At a time when women performers were primarily lead vocalists or backup singers the Runaways proved that girls with guitars could rock as hard as the boys. They kicked down the doors of opportunity for every female rock star since. From today's perspective it is difficult to comprehend the total cultural context of what they accomplished.

By Evelyn McDonnell
DaCapo Press ($25.99)

This is where "Queens of Noise: The Real Story of The Runaways" succeeds. Ms. McDonnell traces the story of the band as a rock biography, with all of the expected touch points of the members' careers.

She interviewed all of the major players and dug deep into the archival information to present a complete picture of the historical record. But she goes far beyond recounting events. She presents a historiography of the Runaways, placing them within the specific cultural context of the '70s.

She discusses the geography of Los Angeles and how this contributed to the way teenagers interacted at the time. She addresses the exploitation of underage girls by the music industry as well as how the girls themselves felt empowered by what they were doing.

Ms. McDonnell looks at the history of Hollywood and the Sunset Strip, of pop music and rock and roll, of the influence of second wave feminism and how these elements came together at this specific time in a way that allowed the Runaways to happen.

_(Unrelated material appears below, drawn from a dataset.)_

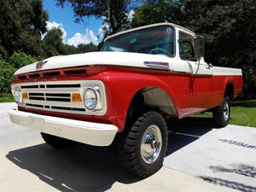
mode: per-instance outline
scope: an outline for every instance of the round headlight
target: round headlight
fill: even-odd
[[[89,110],[93,110],[97,105],[97,96],[93,89],[88,88],[84,95],[84,106]]]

Their story has been given a lot of attention in the past few years. Lead singer Cherie Currie was brutally honest about some very personal experiences (her drug abuse and experiences with rape), in her autobiography "Neon Angel: A Memoir of a Runaway."

But her account is colored by her specific memories and prejudices and a certain amount of mythologizing. Not that this is necessarily a bad thing. Self-mythology is part of what every performer (and every person, really) does. Her professed biggest hero and influence, David Bowie, has based an entire career on this idea.

"Neon Angel" was used as the basis for the 2010 movie "The Runaways," written and directed by Floria Sigismondi. While the movie covers, in general, the history of the band, it is much more successful in further mythologizing them.

It focuses on Ms. Currie and Ms. Jett nearly to the exclusion of the other members of the band. Ms. Ford and drummer Sandy West are reduced to one note background characters while the bassist in the movie is an entirely fictional character used as a composite of several women who played bass in the band.

Former bass player Vicki Blue produced the documentary "Edgeplay" in 2005. She interviewed everyone involved except Ms. Jett. The film is well done and moving. The scenes with Ms. West are particularly heartbreaking. But like Ms. Currie's book this, too, is told from the viewpoint of an insider, and while various points of view are presented a lot of the history boils down to a "he said, she said" feud among the various personalities.

Ms. McDonnell cuts through the mythology and personal memories to find the larger story. She looks beyond the labels without losing their significance. The Runaways were exploited teenage girls. They were revolutionaries who changed history, strong women who followed their dreams.

They were vulnerable girls who were overwhelmed by sex, drugs and rock and roll. They were rock stars. They were, in their time, failures. They were all of these things. Ms. McDonnell is aware of the mythology that surrounds this band without ever losing sight of the real people involved. She gives them back their humanity while maintaining their status as legends.